I'd love one for preparing v60's at work


----------



## risky (May 11, 2015)

Take my money! Reminds me of the marco but a lot cooler looking. Definitely the future for commercial places surely? But in the house would be very handy too

Also if it can be jacked up to get a Chemex underneath is this a brazen killer?


----------



## aaronb (Nov 16, 2012)

risky said:


> Also if it can be jacked up to get a Chemex underneath is this a brazen killer?


There already is an automatic chemex dripper thing, one from the 80's and then a recent revival of it. Looks cool but I'm not sure if you can adjust the temp?


----------



## risky (May 11, 2015)

aaronb said:


> There already is an automatic chemex dripper thing, one from the 80's and then a recent revival of it. Looks cool but I'm not sure if you can adjust the temp?

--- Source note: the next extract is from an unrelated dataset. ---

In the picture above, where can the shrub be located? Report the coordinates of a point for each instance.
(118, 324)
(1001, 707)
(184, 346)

The ratio 8? Isn't that stupid money? (Not that this will necessarily be any cheaper)


----------



## aaronb (Nov 16, 2012)

That is incredibly cool though. Probably also incredibly expensive


----------



## Darenf (Oct 5, 2015)

Would love one of these,the OCD options are limitless !!!


----------



## aaronb (Nov 16, 2012)

risky said:


> The ratio 8? Isn't that stupid money? (Not that this will necessarily be any cheaper)


Nah the Ottomatic

http://sprudge.com/chemex-automatic-coffee-maker-ottomatic-66647.html

(scroll down for the 80's version)

Looks like you cant adjust the temp. Also $350!? ouch.


----------



## GCGlasgow (Jul 27, 2014)

I'm not even in to pour over....but I want one.


----------



## malling (Dec 8, 2014)

Finally a drip brewer that makes sense, I'm defiantly going to get one if it is reasonable priced and if it becomes available in europe.

but still ugly as hell - but of some unexplainable reason speciality drip brewer has too look like something from the 90's.


----------



## DoubleShot (Apr 23, 2014)

Starting to sound like enough interest for a possible group buy, lol!


----------



## jtldurnall (Mar 16, 2015)

I'm in.


----------



## PPapa (Oct 24, 2015)

They also announced a new grinder:










Looks decent, but it's only rebadged Graef CM80. It ain't smart either.


----------



## NickdeBug (Jan 18, 2015)

Brazen doing pretty much the same job, with a little less control mid-pour.

One for the "gotta buy more kit" brigade.


----------



## PPapa (Oct 24, 2015)

NickdeBug said:


> One for the "gotta buy more kit" brigade.


I thought that it was the point of this forum?

/s


----------



## Glenn (Jun 14, 2008)

I have made contact with the UK importers (who are also forum sponsors) so will see what the reply is and keep you posted


----------



## Tobi (Nov 23, 2014)

The Smart 7 on Hario.jp costs about GBP 330, maybe incl. VAT maybe not : )


----------



## jtldurnall (Mar 16, 2015)

Tobi said:


> The Smart 7 on Hario.jp costs about GBP 330, maybe incl. VAT maybe not : )


So, two brazens? Ouch...


----------



## Phil104 (Apr 15, 2014)

Glenn will sort out a good deal for us


----------



## Glenn (Jun 14, 2008)

The international version of the Smart 7 is due to arrive Sep/Oct 2016.

If you're heading to World of Coffee in Dublin you may be able to see a production version in the flesh.

Pricing yet to be announced.

Start saving...


----------



## DoubleShot (Apr 23, 2014)

When do they start taking pre-orders?!


----------



## Glenn (Jun 14, 2008)

Probably when the price is announced.

I'll try and let you know closer to the time.


----------



## Southpaw (Feb 26, 2012)

That looks very cool.


----------



## Spooks (Feb 20, 2012)

Not even got a V60 but that look great and I would want one.......


----------



## MSM (Mar 12, 2015)

Looks very nice!


----------



## Scotford (Apr 24, 2014)

Hope I get my mitts on one in Dublin


----------